Steve Yavner is the next adjunct professor in Communication that we’ll be following. He received a BA in Psychology from Williams College and and a MSEd in Psychology from the University of Miami. Here’s more about his approach to the field:
I spent 25 years in broadcast journalism – hence my interest in communications. I started in production, moved to on-air news and sports, then moved to producing and management. I left commercial TV to go to the University of Miami, where I ran its TV station and taught in the Masters Program at the UM School of Communication. While there I earned my Masters in Psychology. I left there to come to NYU for a PhD, where my goal is to blend journalism, psychology, technology and education.
What has been your favorite course to teach?
I love teaching the Mass Media and Society class because it mirrors those interests. While journalism is only one piece of mass media, technology and psychology are woven through everything — as are education, entertainment, and connection. It’s really all about the transmission of information, and learning to think critically, process new information, and creatively express original thought… Media is a great tool for sharpening these skills, which are important for everyone, regardless of specific interest or major.
My experience allows me to bring a unique perspective to the class. For example, my class just read “Hub Fans Bid Kid Adieu.” It was an essay about Ted Williams’ last game with the Red Sox written by John Updike in 1960. It may be the best piece of sports journalism ever written.
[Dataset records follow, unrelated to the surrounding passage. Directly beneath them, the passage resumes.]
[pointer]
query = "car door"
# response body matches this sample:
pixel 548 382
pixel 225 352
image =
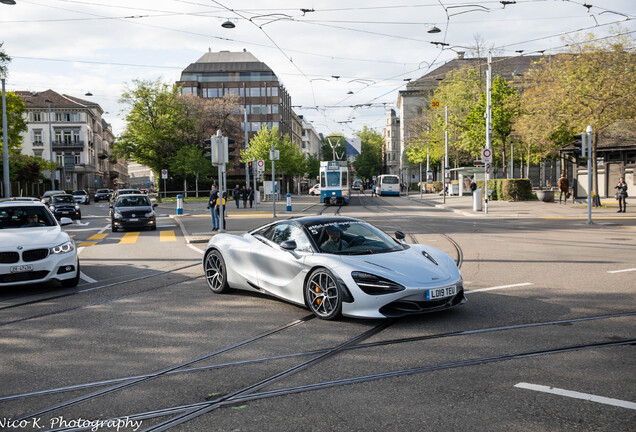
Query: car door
pixel 282 272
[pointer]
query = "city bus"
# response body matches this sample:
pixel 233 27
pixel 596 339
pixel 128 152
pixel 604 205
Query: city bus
pixel 388 184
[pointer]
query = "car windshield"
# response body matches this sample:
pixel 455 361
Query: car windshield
pixel 25 217
pixel 60 199
pixel 133 201
pixel 352 238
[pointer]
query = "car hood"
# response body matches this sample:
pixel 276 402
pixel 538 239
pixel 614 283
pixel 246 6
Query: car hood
pixel 137 209
pixel 406 267
pixel 37 236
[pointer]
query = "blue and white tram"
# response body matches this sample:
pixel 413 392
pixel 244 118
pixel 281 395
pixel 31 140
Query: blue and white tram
pixel 388 184
pixel 334 183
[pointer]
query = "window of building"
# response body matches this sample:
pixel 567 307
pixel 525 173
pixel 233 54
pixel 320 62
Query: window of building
pixel 37 136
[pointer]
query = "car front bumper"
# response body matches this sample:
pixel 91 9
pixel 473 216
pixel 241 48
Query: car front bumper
pixel 53 267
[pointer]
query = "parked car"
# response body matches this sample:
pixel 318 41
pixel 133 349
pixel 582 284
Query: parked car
pixel 64 205
pixel 81 197
pixel 34 248
pixel 102 194
pixel 46 198
pixel 315 190
pixel 133 211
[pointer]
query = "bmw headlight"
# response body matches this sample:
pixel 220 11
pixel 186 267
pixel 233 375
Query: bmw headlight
pixel 63 248
pixel 375 285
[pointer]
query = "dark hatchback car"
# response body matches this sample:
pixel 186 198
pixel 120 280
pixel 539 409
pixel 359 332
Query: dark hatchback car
pixel 64 205
pixel 133 211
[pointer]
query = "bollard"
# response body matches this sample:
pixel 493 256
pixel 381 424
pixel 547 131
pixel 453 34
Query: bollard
pixel 179 204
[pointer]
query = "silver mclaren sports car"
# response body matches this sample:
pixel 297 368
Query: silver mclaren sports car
pixel 335 266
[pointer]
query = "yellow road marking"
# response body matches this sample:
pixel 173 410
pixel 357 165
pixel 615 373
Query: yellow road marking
pixel 129 238
pixel 167 236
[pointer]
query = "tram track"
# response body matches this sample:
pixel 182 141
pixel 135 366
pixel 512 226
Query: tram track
pixel 108 300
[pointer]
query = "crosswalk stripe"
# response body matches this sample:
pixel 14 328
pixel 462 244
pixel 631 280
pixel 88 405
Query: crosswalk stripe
pixel 167 235
pixel 87 244
pixel 130 237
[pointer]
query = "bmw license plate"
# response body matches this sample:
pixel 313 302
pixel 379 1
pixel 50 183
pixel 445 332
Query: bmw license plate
pixel 441 292
pixel 22 268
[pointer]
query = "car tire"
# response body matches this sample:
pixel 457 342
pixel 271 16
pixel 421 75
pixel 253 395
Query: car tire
pixel 72 283
pixel 215 272
pixel 323 295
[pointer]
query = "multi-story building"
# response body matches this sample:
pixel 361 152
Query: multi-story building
pixel 260 92
pixel 71 132
pixel 391 150
pixel 419 93
pixel 311 140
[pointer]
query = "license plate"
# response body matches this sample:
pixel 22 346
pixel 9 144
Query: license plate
pixel 22 268
pixel 441 292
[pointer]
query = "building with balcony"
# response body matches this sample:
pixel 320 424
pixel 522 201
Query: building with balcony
pixel 260 92
pixel 71 132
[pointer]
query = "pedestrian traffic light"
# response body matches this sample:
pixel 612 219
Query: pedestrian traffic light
pixel 230 149
pixel 579 145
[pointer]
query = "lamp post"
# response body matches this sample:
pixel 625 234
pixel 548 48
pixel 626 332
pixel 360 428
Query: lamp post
pixel 5 146
pixel 51 146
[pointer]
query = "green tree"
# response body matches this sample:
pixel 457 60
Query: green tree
pixel 369 162
pixel 593 83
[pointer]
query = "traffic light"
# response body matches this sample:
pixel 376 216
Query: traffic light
pixel 230 148
pixel 579 144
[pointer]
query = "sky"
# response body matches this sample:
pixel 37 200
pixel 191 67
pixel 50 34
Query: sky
pixel 343 62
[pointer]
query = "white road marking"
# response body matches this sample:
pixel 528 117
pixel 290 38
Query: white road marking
pixel 194 248
pixel 621 271
pixel 577 395
pixel 86 278
pixel 499 287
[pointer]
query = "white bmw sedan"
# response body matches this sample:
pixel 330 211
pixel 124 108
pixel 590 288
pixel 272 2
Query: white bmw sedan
pixel 33 246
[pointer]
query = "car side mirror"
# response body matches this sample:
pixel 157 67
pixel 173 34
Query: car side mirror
pixel 289 245
pixel 400 236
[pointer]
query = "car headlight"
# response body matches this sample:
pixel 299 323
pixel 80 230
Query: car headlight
pixel 63 248
pixel 375 285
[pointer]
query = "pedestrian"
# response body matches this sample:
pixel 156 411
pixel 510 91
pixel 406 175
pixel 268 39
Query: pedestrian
pixel 621 195
pixel 236 194
pixel 250 195
pixel 564 188
pixel 214 194
pixel 221 203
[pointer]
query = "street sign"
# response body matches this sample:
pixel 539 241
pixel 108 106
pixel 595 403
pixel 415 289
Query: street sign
pixel 486 155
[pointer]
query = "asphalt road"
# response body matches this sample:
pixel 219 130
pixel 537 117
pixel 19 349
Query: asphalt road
pixel 544 343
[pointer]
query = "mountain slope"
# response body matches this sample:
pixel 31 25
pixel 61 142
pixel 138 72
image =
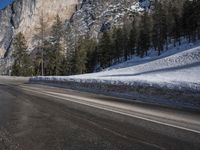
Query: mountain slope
pixel 177 71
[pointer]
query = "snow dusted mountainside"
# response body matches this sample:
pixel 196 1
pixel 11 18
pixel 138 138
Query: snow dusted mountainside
pixel 174 69
pixel 80 17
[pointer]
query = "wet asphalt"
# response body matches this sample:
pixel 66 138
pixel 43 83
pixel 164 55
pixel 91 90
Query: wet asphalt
pixel 30 121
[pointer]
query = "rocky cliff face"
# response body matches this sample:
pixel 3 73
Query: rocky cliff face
pixel 81 17
pixel 96 16
pixel 24 16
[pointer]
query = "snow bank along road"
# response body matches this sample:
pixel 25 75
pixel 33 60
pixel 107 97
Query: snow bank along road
pixel 41 117
pixel 171 79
It may not be journalism at all — it may be literature. But whatever it is, I doubt it’s on the syllabi of very many other Mass Media and Society classes! We spent a recent class talking about the latest Egypt/Libya crisis — ignited by one form of mass media (a YouTube video), the attempt to mediate the crisis through another form of mass media (Twitter), how it was covered by the mass media (TV networks), how the mass media reacted to the political spillover (Mitt Romney’s reaction), and the related issues of censorship, free speech, and hate messages (and Google’s blocking the video in several countries).
I will be teaching Mass Media and Society again next semester, along with American Media/American History. Last semester I taught Sports Broadcasting.